Today I thank God for that period of my life, and that I didn’t end up in prison or deeply addicted like many of the men I worked with. I was fortunate in this sense, but the truth is that my road to recovery was no different from theirs. We need God. We need small, consistent steps of achievement day after day. We need to help others.
In 2004, God impressed upon me to build this website. Now, I’m not saying God talks to me, but you understand. He has a way of prompting us to do things and we know it’s him, not ourselves, not our own musings. He told me he was going to speak to many through it. I asked how. His reply, “None of your business.”
I now know that this website is a product of my life experience. I now have a burning desire to help others find their way to God and freedom, and to a stable and productive life. Everyone, no matter where you are in your journey, descending or ascending, is valuable in the sight of God. It is not about who you are, but who you are becoming eternally. It is difficult, but that difficulty forces you to cling to God. It keeps you where you should’ve been all along. But, know this. It is possible to overcome. It is a process. Your reward awaits.

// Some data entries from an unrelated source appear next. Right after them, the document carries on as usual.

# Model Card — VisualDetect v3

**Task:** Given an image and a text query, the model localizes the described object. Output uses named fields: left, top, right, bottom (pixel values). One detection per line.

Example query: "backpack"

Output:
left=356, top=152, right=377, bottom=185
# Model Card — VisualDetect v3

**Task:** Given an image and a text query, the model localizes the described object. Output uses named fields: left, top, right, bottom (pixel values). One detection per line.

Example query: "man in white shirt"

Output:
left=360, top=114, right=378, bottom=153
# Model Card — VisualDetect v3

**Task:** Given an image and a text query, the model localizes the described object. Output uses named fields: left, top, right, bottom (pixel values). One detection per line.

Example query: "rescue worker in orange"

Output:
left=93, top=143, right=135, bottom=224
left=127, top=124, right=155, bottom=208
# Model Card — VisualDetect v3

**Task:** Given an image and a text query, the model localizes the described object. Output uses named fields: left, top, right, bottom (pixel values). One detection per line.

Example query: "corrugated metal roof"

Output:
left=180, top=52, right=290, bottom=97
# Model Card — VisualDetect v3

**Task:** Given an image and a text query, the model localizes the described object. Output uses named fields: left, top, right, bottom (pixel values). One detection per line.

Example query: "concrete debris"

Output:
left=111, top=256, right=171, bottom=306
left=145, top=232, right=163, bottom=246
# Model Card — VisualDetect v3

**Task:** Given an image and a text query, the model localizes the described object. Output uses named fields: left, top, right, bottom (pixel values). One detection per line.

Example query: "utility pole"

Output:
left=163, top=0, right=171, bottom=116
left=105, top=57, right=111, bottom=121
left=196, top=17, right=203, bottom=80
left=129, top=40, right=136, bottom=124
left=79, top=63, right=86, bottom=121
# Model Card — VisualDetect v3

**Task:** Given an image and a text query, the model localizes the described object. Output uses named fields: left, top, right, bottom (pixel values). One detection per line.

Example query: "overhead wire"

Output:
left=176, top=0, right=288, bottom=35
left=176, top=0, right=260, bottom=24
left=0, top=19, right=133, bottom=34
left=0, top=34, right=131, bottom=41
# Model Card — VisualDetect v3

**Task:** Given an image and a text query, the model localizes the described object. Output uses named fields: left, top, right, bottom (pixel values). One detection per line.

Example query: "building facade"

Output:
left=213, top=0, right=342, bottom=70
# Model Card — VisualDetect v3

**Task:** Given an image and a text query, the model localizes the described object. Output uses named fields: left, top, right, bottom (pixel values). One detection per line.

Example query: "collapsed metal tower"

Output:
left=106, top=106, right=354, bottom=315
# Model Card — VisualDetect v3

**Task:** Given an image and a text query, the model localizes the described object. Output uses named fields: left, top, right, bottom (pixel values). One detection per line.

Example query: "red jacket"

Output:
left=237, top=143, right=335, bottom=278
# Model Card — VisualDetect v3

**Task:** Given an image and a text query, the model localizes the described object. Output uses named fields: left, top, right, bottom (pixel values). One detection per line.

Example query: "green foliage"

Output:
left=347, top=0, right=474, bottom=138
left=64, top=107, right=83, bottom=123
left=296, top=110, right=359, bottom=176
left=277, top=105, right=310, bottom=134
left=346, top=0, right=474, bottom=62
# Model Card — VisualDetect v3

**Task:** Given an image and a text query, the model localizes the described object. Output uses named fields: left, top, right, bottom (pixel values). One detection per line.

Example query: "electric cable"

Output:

I’ve been a Christian since 1970, but I spent most of that time angry, angry with God, angry at the forces working against me. Today, I’m still working on my anger, but I’ve learned that those forces that test my faith force me to persevere. I’ve matured, my faith has matured, and all as a result of the very incidents that once provoked anger.
I can also tell you that I’ve been happily married to a wonderful woman for over twenty years. I have three step-daughters, a stepson, and ten step-grandchildren, all of whom treat me like a king. I love my two sons and their four kids, my grandchildren. I am rich indeed.
God’s mercy knows no bounds. He heals. He mends. He blesses us where it counts–where it really counts, in relationships that matter. This is where addiction does its damage. There are two things I understand the scriptures to teach that last eternally, His word and relationships.
Come along with me, won’t you? Join me on the road to recovery. Let’s see what God has in store for you.